A negotiating agent written in Python

Background

Each negotiation will be over a set of items that have a utility value specific for each negotiator (not necessarily the same). The negotiation structure will consist of alternating offers with a finite turn limit.

Rules: Each offer will be the set of items a negotiator wishes to take for itself. Both agents will receive a substantial negative reward if no agreement is made.

Goal: Within finite turns, get higher reward.

Language: Python

Negotiating Strategy

After a brief analysis of how to get maximum reward, or our baseline limit, we found the following strategies:

*Note: Starting first will be able to make the final offer, starting second will be able to decide whether to accept opponent's final offer

  1. 2/3 of total reward, accept! Since opponent’s total utility and preferences for items are different than ours. As soon as we receive 2/3 of our total reward, we accept the offer.

  2. 1/3 of total reward, baseline. If I start second, I can decide whether to accept opponent's final offer. Accept any offer more than 1/3 of my total utility

  3. Keep track of opponent's favourite list. Keep track of how many times each item the opponent has requested.

Pseudo Code for Decision Making

# initialize a global variable to store the maxTurns
maxTurns = 0
# declare a global dict to keep track for opponent's moves
oppo_dict = {}

def make_offer(self, offer):
     update the current turn
     update opponent offer in oppo_dict

     if going first, offer all positive util items

     if last turn:
        if last chance to accept offer:
          accept any offer more than 1/3 of my total utility OR just reject the offer and take penalty             
     
        else you are to give the final offer:
       	  add items that opponent never offered to my wanted list
       	  if less than 2/3 amount achieved
       	    add the opponent least wanted one until we reach 2/3
     
     Negotiating moves:
        if offer is not None:
      	  if more than 2/3 will receive, accept, negotiation completed!
      		else
       	  	instantiate our offer to whatever left
            while our offer < 2/3 of total utility
          	  add max worth item in opponent offer

Code Example

Decision process for final offer, including giving, accepting, and rejecting

        # to see if it is the last turn, and accept whatever offer
        if currentTurn is maxTurns:
            if currentTurn > ky2cg.getTurns(self):
                # then you are to accept the final offer

                self.offer = offer
                self.offer = BaseNegotiator.set_diff(self)

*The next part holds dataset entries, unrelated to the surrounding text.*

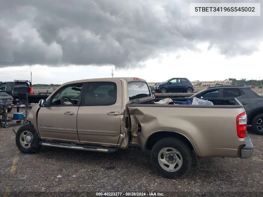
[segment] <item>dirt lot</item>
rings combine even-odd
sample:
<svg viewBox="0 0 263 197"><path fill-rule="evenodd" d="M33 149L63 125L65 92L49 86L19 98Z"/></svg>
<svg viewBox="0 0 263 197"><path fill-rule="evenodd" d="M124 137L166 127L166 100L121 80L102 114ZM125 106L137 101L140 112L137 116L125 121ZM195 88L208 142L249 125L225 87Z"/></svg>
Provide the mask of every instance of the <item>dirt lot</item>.
<svg viewBox="0 0 263 197"><path fill-rule="evenodd" d="M0 129L1 196L96 196L102 191L122 192L122 196L134 192L147 192L145 196L163 193L166 197L262 196L263 136L250 128L252 158L203 158L200 170L195 163L186 177L175 180L157 175L148 153L136 149L110 154L46 147L37 153L23 154L12 131L21 125L10 124ZM219 192L225 193L213 195Z"/></svg>

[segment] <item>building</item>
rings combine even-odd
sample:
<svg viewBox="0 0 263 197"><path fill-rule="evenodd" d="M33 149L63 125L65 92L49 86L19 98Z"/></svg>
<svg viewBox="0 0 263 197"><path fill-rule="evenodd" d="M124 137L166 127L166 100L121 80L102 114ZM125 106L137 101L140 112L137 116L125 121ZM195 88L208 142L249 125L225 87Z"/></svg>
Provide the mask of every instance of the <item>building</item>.
<svg viewBox="0 0 263 197"><path fill-rule="evenodd" d="M232 80L227 81L200 81L198 80L191 82L195 86L230 86L232 85Z"/></svg>

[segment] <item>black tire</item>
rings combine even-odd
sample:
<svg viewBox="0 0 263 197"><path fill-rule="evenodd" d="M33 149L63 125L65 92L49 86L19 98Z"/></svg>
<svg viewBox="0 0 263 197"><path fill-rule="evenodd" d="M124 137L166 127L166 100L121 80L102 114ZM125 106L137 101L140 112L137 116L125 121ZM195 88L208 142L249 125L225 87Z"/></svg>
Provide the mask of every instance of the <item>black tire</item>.
<svg viewBox="0 0 263 197"><path fill-rule="evenodd" d="M29 135L31 136L32 140L33 136L34 136L34 134L36 133L35 130L32 124L23 125L18 129L16 135L16 146L19 150L23 153L31 154L37 152L39 151L40 148L36 148L31 146L28 146L29 148L25 148L23 147L20 143L20 138L21 134L24 132L25 132L25 134L27 134L28 132L31 134L31 135Z"/></svg>
<svg viewBox="0 0 263 197"><path fill-rule="evenodd" d="M186 91L186 92L187 93L191 93L194 91L194 90L193 89L193 88L189 87L187 89Z"/></svg>
<svg viewBox="0 0 263 197"><path fill-rule="evenodd" d="M4 127L5 128L8 128L9 127L9 124L8 124L8 123L6 122L4 124Z"/></svg>
<svg viewBox="0 0 263 197"><path fill-rule="evenodd" d="M159 162L159 152L163 148L172 148L177 151L181 156L181 159L182 158L181 167L175 171L171 172L167 171L163 168ZM151 161L154 169L159 174L165 178L174 179L181 178L187 174L193 163L192 155L190 147L182 141L172 137L163 138L154 144L151 152Z"/></svg>
<svg viewBox="0 0 263 197"><path fill-rule="evenodd" d="M263 135L263 114L261 114L256 116L252 121L252 124L255 132L260 135ZM259 129L260 127L261 129Z"/></svg>
<svg viewBox="0 0 263 197"><path fill-rule="evenodd" d="M164 92L162 92L162 91L163 91ZM167 92L167 90L166 89L166 88L165 88L164 87L163 87L162 88L161 88L161 89L160 89L160 92L161 92L161 93L166 93Z"/></svg>

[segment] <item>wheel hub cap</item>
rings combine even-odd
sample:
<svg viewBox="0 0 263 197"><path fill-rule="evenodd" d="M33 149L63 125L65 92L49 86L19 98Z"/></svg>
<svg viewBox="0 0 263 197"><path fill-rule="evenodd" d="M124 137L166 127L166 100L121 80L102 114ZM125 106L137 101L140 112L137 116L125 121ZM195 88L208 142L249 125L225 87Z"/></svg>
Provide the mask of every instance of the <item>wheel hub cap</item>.
<svg viewBox="0 0 263 197"><path fill-rule="evenodd" d="M27 143L30 143L31 141L31 137L29 135L27 135L26 137L26 141Z"/></svg>
<svg viewBox="0 0 263 197"><path fill-rule="evenodd" d="M262 119L259 119L256 122L257 128L261 131L263 130L263 120Z"/></svg>
<svg viewBox="0 0 263 197"><path fill-rule="evenodd" d="M174 148L164 148L158 154L158 162L161 167L168 172L175 172L182 166L183 159L180 152Z"/></svg>

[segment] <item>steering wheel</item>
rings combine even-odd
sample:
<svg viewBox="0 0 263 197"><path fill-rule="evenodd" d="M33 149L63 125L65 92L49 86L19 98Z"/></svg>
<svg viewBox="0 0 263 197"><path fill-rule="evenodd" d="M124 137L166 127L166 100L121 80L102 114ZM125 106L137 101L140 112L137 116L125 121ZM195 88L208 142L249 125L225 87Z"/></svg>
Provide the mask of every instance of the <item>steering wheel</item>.
<svg viewBox="0 0 263 197"><path fill-rule="evenodd" d="M66 101L69 101L72 103L72 101L67 96L62 96L60 99L60 103L61 105L65 105L63 104L64 102Z"/></svg>

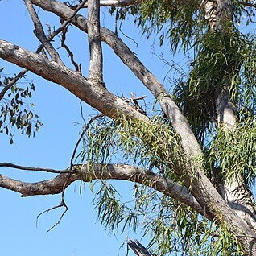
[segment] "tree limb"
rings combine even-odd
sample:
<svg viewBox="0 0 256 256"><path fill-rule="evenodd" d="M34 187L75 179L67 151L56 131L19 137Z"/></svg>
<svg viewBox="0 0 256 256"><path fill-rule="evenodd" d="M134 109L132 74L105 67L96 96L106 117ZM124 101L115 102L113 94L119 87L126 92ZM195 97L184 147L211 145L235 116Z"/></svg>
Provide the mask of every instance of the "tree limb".
<svg viewBox="0 0 256 256"><path fill-rule="evenodd" d="M90 51L89 77L92 81L103 84L100 0L88 0L88 40Z"/></svg>
<svg viewBox="0 0 256 256"><path fill-rule="evenodd" d="M35 183L23 182L0 175L0 187L19 192L23 196L61 193L65 183L64 188L75 180L89 182L93 180L123 180L153 188L164 195L192 207L200 214L205 216L202 207L185 187L173 182L170 179L165 179L158 174L147 171L143 168L135 167L131 165L75 165L72 171L68 173L65 171L23 167L9 163L2 163L0 167L9 167L28 171L61 172L53 179ZM49 171L50 170L51 171Z"/></svg>
<svg viewBox="0 0 256 256"><path fill-rule="evenodd" d="M64 86L81 100L111 118L116 118L122 114L127 118L147 120L145 115L107 91L101 85L92 83L70 68L38 54L0 39L0 57Z"/></svg>

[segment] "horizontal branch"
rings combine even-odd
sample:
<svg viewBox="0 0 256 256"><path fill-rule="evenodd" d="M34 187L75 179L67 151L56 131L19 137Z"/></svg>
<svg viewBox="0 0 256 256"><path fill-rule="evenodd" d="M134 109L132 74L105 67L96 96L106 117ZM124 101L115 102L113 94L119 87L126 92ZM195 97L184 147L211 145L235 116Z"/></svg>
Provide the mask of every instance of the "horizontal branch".
<svg viewBox="0 0 256 256"><path fill-rule="evenodd" d="M111 118L117 118L118 114L124 114L127 118L147 118L127 102L104 89L101 84L93 83L64 65L1 39L0 58L62 85Z"/></svg>
<svg viewBox="0 0 256 256"><path fill-rule="evenodd" d="M51 169L51 168L31 167L27 166L17 165L11 163L0 163L0 167L9 167L9 168L14 168L14 169L23 170L23 171L43 171L43 172L50 172L50 173L59 173L59 174L70 173L70 171L67 170L58 171L58 170Z"/></svg>
<svg viewBox="0 0 256 256"><path fill-rule="evenodd" d="M19 166L9 163L1 163L0 166L7 166L19 168ZM20 167L24 170L47 170ZM19 192L23 196L36 195L58 194L62 192L64 186L67 188L75 180L89 182L93 180L122 180L136 182L171 196L205 215L203 209L188 189L169 179L163 179L161 175L147 171L143 168L135 167L125 164L108 165L76 165L72 173L61 173L56 178L35 183L23 182L0 175L0 187Z"/></svg>
<svg viewBox="0 0 256 256"><path fill-rule="evenodd" d="M101 0L100 1L100 6L102 7L122 7L135 6L142 2L142 0ZM76 6L72 6L72 9L76 8ZM85 4L84 7L88 7Z"/></svg>

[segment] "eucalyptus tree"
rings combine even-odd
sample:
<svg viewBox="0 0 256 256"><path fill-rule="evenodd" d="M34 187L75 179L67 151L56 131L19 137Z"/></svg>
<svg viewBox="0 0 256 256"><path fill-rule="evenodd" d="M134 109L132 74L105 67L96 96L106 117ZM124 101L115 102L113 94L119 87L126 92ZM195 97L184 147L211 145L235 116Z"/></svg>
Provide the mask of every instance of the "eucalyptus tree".
<svg viewBox="0 0 256 256"><path fill-rule="evenodd" d="M110 229L143 225L157 255L181 251L197 255L256 254L255 35L256 4L232 0L89 0L62 3L24 0L41 46L31 52L3 39L0 57L24 68L5 79L1 131L8 122L28 136L41 125L21 109L31 95L16 85L29 71L64 87L97 109L84 127L69 168L63 171L1 166L57 173L49 180L26 183L2 175L0 186L23 196L62 193L75 180L102 180L94 203L101 223ZM46 35L35 6L60 18ZM100 8L123 20L133 18L145 36L159 35L171 54L193 52L188 67L171 81L170 93L112 31L100 25ZM78 14L88 8L88 17ZM52 41L60 33L65 44L72 24L88 34L90 60L85 77L73 59L68 68ZM247 31L247 32L246 32ZM154 96L157 110L145 112L142 97L120 97L102 76L101 43L105 43ZM70 52L69 52L70 53ZM72 52L71 52L72 53ZM23 93L19 95L19 93ZM19 94L19 96L16 96ZM20 100L23 98L23 100ZM153 109L153 107L152 107ZM78 154L79 163L73 163ZM114 163L114 156L122 155ZM134 205L122 204L109 180L134 183ZM104 182L105 180L105 182ZM60 206L65 207L64 197Z"/></svg>

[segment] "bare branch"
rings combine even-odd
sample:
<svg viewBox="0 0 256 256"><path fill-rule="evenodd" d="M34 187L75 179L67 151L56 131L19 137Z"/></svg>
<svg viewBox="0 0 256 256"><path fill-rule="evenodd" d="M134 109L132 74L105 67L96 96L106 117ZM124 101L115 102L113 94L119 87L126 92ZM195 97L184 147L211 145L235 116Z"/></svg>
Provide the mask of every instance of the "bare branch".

                if (self.utility() >= (self.totalUtility() / 3)):
                    return self.offer

                else:
                    self.offer = BaseNegotiator.set_diff(self)
                    # print "You bad!!! I'd rather get negative leward!!!!"
                    return self.offer
            else:
                # then you are to give the final offer
                total = 0
                ourOffer = []
                # look at the nonoffered items first
                ordering = self.preferences
                for item in ordering.keys():
                    if not oppo_dict:
                        break
                    if (item not in oppo_dict and ordering.get(item) >= 0):
                        ourOffer = ourOffer + [item]
                        total += ordering.get(item)
                        if (total >= (2 / 3 * self.totalUtility())):
                            self.offer = ourOffer
                            return self.offer

            while total < (2 / 3 * self.totalUtility()):
                min = min(oppo_dict, key=oppo_dict.get)
                ourOffer = ourOffer + min
                total += oppo_dict.get(min)
                del oppo_dict[min]
            self.offer = ourOffer
            return self.offer

Testing

total-random negotiator: To test the efficiency of our negotiating algorithm we created total-random negotiator. The total-random negotiator utilize extremely simple and random algorithm, randomly compile an offer that is greater than 2/3 of total utility if it goes first. When it is given an offer, it will probabilistically accept the offer or reject the offer by offering back the same offer. When it is the last turn, the algorithm will accept any offer so that a deal could be made.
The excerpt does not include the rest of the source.